“But can you hide ten thousand sheep?”
“If that fellow tries to levy on my sheep, I’ll about murder him,” Farrel declared. “But we’re crossing our bridges before we come to them.”
“So we are, Don Mike. Tell me all about this ancient feud with Andre Loustalot.”
“Certainly. Twenty-five-odd years ago, this county was pestered by a gang of petty cow-thieves. They’d run lots of from ten to twenty fat steers off the range at a time, slaughter them in El Toro, and bury the hides to conceal the identity of the animals—the brands, you understand. The meat they would peddle to butchers in towns along the railroad line. The ringleader owned a slaughter-house in El Toro, and, for a long time, nobody suspected him—the cattle were driven in at night. Well, my father grew weary of this form of old-fashioned profiteering, and it seemed to him that the sheriff of San Marcos County was too great a simpleton to do anything about it. So my father stood for the office as an independent candidate and was elected on a platform which read, ‘No steers’ taken off this ranch without permission in writing from the owner.’ Within six months, dad had half a dozen of our prominent citizens in San Quentin Penitentiary; then he resigned the office to his chief deputy, Don Nicolas Sandoval, who has held it ever since.

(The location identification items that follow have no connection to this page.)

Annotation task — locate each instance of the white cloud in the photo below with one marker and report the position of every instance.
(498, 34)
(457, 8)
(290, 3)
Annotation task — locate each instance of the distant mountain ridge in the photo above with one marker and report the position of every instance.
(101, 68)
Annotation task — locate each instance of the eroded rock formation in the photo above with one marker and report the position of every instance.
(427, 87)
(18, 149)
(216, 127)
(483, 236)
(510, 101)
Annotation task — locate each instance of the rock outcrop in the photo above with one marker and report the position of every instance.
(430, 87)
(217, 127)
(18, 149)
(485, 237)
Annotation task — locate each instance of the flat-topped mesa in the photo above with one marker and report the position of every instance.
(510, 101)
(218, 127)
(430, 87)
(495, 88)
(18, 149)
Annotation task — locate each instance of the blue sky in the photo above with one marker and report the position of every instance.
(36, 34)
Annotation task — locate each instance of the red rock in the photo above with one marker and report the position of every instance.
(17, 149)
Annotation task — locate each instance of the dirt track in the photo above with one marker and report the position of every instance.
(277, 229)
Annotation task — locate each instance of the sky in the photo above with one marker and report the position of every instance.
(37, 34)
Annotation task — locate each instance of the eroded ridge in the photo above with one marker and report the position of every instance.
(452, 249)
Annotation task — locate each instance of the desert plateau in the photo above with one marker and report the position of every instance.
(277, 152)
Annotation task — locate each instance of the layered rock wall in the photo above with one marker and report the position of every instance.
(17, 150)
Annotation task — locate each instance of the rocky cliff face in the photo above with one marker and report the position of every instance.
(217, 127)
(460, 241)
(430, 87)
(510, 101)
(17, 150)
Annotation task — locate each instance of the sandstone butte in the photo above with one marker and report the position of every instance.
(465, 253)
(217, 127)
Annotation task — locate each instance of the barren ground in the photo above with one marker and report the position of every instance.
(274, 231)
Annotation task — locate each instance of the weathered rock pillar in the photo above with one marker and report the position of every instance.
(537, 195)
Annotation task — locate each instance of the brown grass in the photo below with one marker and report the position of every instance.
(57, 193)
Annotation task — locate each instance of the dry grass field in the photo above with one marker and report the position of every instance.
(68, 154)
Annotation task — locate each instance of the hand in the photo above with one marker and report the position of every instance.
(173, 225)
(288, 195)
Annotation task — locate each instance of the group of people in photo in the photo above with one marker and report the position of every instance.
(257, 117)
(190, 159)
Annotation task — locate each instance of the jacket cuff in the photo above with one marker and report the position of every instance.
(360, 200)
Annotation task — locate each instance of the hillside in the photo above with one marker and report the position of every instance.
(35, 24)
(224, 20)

“Now, during that political campaign, which was a warm and bitter one, Andre Loustalot permitted himself the privilege of libeling my father. He declared in a public address to a gathering of voters in the San Carpojo valley that my father was a crook, the real leader of the rustlers, and merely seeking the office of sheriff in order to protect the cow-thieves. When the campaign ended, my father swore to a warrant charging Loustalot with criminal libel and sued him for one hundred thousand dollars damages. A San Marcos County jury awarded my father a judgment in the sum prayed for. Loustalot appealed the case to the Supreme Court, but inasmuch as there wasn’t the slightest doubt of his guilt, the higher court affirmed the decision of the Superior Court.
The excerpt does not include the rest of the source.